This Life has long stood the test of a classic in autobiography. Though couched in direct and unadorned diction—it was written in what spare half-hours the author could salvage from a very active life—there is a sweep to the thought and narrative not unlike the movement of a Mozart concerto. How she handled her theme is told in Teresa’s own words: “I have put down all that has happened to me with all the simplicity and sincerity possible.” (350) A disarming preface pictures her childhood, family, home, friends. Then quite easily the reader is borne up to the level of her mature years, and the work begins to take on power. Its course was defined for her by her then spiritual director, Pedro Ibáñez. To help him teach this most able student, he instructed her to “describe at length my way of prayer, and the workings of the grace of our Lord within me.” (1) She bared her soul with a candor that is very modern, while she exacted a promise that no one but he should see the manuscript while she was alive. The narrative ends in her forty-seventh year (1573) after her first foundation of a monastery following the original rule of the Carmelites.
Of great interest is her constant demand for confessors endowed with the power of analysis that rests on solid learning. Among them were such noted figures as Pedro de Alcántara, Juan de Ávila, Domingo Báñez and Balthasar Álvarez. This put her right in the center of the Catholic Reformation. Great families enter the narrative with names such as Doña de la Cerda. There, too, are her brothers in the Indies with whom she kept up an intimate correspondence. Though she protests in her Life that “I am only a woman,” few of her sex have matched her in the range and effectiveness of her influence. She became a legend that underlay the Golden Age of Spain.
The edition in hand is the fourth printing of David Lewis’ translation first published in London in 1870. David Knowles contributes a preface to set the saint in her proper historical position.

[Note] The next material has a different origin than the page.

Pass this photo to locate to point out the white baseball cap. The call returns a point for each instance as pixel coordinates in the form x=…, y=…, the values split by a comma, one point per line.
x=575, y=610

Successive editors added notations to identify person and place. It has long ago been pointed out that this is really two “lives.” The first draft ended in June of 1562 (Chapter 34) just before the foundation of San José de Ávila, her first reformed house. The second continued until the fall of 1563 when all the tensions attending the first foundation were cleared up. At the same writing she introduced numerous additions into the earlier chapters, all harmoniously connected with the original work.
In contrast with this remarkable documentary of the sixteenth century, the book of Doctor Margaret is rather a vignette, an undocumented piece of art. Felipe de Jesús (1575-1597), first son of North America to be canonized, came of a worker family in the city of Mexico. Turned thirteen he decided to become a friar. He trudged eighty-five miles to Puebla and entered the small hermitage of San Francisco. Three years later found him on the Santiago bound from Acapulco to Manila. A mission to Japan there beckoned insistently. The dedicated youth, on orders, boarded the galleon returning to Mexico, and a typhoon broke the orders and threw him onto the shores of Shikoku. On Nagasaki’s “Hill of Wheat” he was tied to a cross, and expired. Only in 1862 was he made a saint. The picture is genuine.